Control is an illusion in that you never really have control over what happens in life. We can prep, plan and anticipate things that could potentially happen, and then the best we can do is steer things in a favorable direction. Basically, set the stage for the ideal scenario. However! Contrary to how that stage might appear, it’s not foolproof as we do not control fate. The outcome is still completely unwritten and remains completely out of our control. For many of us, this unknown is completely torturous and the unpredicted outcome is soul-crushing.

So this is a post – not about trying to change your control-freakness, but about understanding when it’s blinding you and setting you up for an extreme reality check of pain. Because the trait itself is not bad – in fact, quite the opposite. Because of your type-A-ness you got a whole slew of epic perks as a human! You’re highly capable, likely extremely attentive, socially adept, resourceful, motivated… the list goes on and on! Being Type-A is a gift, but a strong and powerful one that must be kept in check so that you can stay safely in reality. (Not the reality that you perceive, which is often the one that is entirely in your control.)

If any of this sounds like you, start to become more aware of when this trait is possibly removing the joy from your life. It is the Type-Aer’s who tend to stay completely invested in how everyone else is doing and what needs to be done to make their time better, rather than being able to relax and enjoy very profound life moments. This is one you might not even notice you’re suffering til it’s been years and you finally stop attending to others and realize you have neglected yourself and missed out on the fun and profound emotional moments of life.

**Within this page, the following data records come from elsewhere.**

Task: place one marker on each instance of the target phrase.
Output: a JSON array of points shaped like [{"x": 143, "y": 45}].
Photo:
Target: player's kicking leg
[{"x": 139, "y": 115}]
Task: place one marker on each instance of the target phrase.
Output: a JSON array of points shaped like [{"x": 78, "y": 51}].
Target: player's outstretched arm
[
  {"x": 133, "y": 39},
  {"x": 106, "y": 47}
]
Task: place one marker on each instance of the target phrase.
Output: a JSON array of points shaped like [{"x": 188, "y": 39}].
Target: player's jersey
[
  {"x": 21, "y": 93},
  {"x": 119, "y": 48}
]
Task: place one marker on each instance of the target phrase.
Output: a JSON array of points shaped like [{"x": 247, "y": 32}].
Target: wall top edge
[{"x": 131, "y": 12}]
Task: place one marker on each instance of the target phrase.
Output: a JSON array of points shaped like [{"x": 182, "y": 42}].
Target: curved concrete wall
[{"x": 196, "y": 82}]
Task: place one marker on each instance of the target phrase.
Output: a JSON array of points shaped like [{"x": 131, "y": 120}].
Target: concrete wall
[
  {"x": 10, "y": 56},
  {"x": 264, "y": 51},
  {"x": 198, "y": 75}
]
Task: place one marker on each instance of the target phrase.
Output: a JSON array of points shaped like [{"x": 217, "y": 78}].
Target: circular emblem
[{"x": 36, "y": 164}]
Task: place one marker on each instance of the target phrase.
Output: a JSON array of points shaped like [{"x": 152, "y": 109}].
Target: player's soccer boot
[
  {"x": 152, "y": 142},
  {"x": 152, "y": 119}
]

Being a control-freak also comes with a great many benefits. It means you’re organized, an attentive host, you know how to throw good parties that are always well planned, and you’re able to take on stressful and chaotic situations with much grace. The downside is, you’re rarely as “present” as a person without a need to control things. Your mind is still in the anticipation of things to come, and immersed in the studying of what is happening vs. the full participation in it. What this really means is, you do not allow yourself to savor things and really relax because your muscles never stop working.

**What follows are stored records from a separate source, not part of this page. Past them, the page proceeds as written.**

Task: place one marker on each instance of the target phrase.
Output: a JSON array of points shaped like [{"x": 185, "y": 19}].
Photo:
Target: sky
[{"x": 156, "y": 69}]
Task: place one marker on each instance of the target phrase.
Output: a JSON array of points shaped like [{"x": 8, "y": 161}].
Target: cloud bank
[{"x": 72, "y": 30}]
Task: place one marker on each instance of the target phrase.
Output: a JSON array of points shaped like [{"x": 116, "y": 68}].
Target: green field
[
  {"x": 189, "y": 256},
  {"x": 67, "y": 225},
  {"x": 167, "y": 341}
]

The most painful effects of being a control freak really come when things do not go according to our plan. It can feel devastating, because our expectations have been set on a goal and therefore exaggerated and heightened in the process. Our expectation is for things to work out, because we have done so much work to support that outcome and in that process, we invested. Enough so that we sometimes lose sight of the reality that things might not work out as we planned.

This need for control of the uncontrollable future usually comes from a time early in childhood: a role taken on based on family dynamics. You likely became very much the empowered person in your home – a caregiver for others, a voice of reason, or one who was extremely capable in lieu of someone who wasn’t. In other words, you were a child with grownup skills! And how awesome they are. When you grow up with these qualities, they are a part of who you are – they are defining traits and from them come your greatest skills. So if you’re Type-A, that’s a good thing – not to be concealed or resented. It helps you to excel at many things in life and you have a natural advantage in all things work-related. But it’s a strength that must be kept in balance. Brains like ours have a tendency to go into overdrive. They compulsively plan and solve and drive us mad. They also remove us from fully enjoying our friends and our experiences to the fullest. They keep us “occupied” and always slightly disappointed at the parts of the plan we missed.

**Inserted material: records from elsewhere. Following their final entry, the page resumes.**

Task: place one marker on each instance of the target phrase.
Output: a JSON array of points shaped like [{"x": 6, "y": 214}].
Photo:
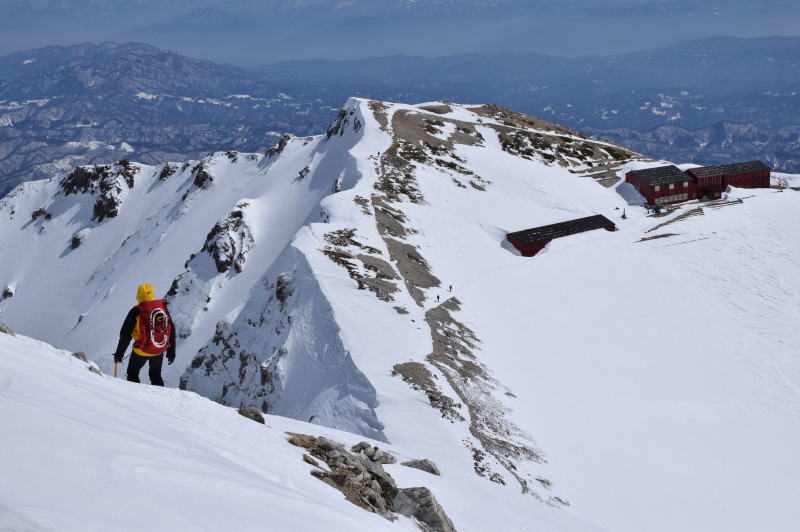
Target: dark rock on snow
[
  {"x": 365, "y": 483},
  {"x": 252, "y": 413},
  {"x": 423, "y": 465}
]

So how to soothe these mental circles? First awareness, and then effort and practice. We must acknowledge to ourselves as often as possible, what is out of our control. It’s an illusion that we usually cannot see through until something shocks us into a harsh reality. But as scary as a lack of control feels, uncertainty is not dangerous. It does not hurt us. What hurts us, is our fear around uncertainty and our resistance to letting go of our desire to control it. We fight acknowledging our powerlessness and in turn make ourselves feel scared and crazy.

As a starting point, try to remind yourself constantly when you see your expectations begin to build around a specific scenario. When that story begins to write itself in your head before it has happened, stop and acknowledge what is out of your control. Let go of the outcome and accept that you are human, and what will be will be. You are not God. You are not psychic. You cannot control what people do or what happens in the future. It’s not so scary to not know what will happen. That feeling is coming from inside you, and it’s not based in reality. Work on calming down and reminding yourself that the imagery you are foreseeing is false and in truth, anything can happen. Embrace that this “anything” is completely and utterly outside of your ability to predict and decide to let go of your expectations surrounding that thing. Decide – in advance – that you want to “gift” yourself with that experience, and to enjoy it as a present participant. Try to remain open to what may come and be humble about the range of possible outcomes. Know that you will be okay no matter what happens. All you can ever do is try, and past that, you have to let go.

Make it a goal in all social settings to enjoy your experience and be as fully present as possible. If you are sharing a meal with friends or family, be aware of that time and enjoy each moment as a completely invested participant. Yes, this might be tough at first – but make it your goal to enjoy social time as strictly that: it’s not a time to catch up on your to-do list or make sure the table is set properly. It’s important time that is only meant to be spent enjoying your life, minute by minute.

Remember to forgive yourself readily when life doesn’t follow a perfect plan. Let go, move on, and know that you tried your hardest in the conditions you were placed in. With a little bit of work in this area we can enjoy our lives and our experiences and ourselves a lot more.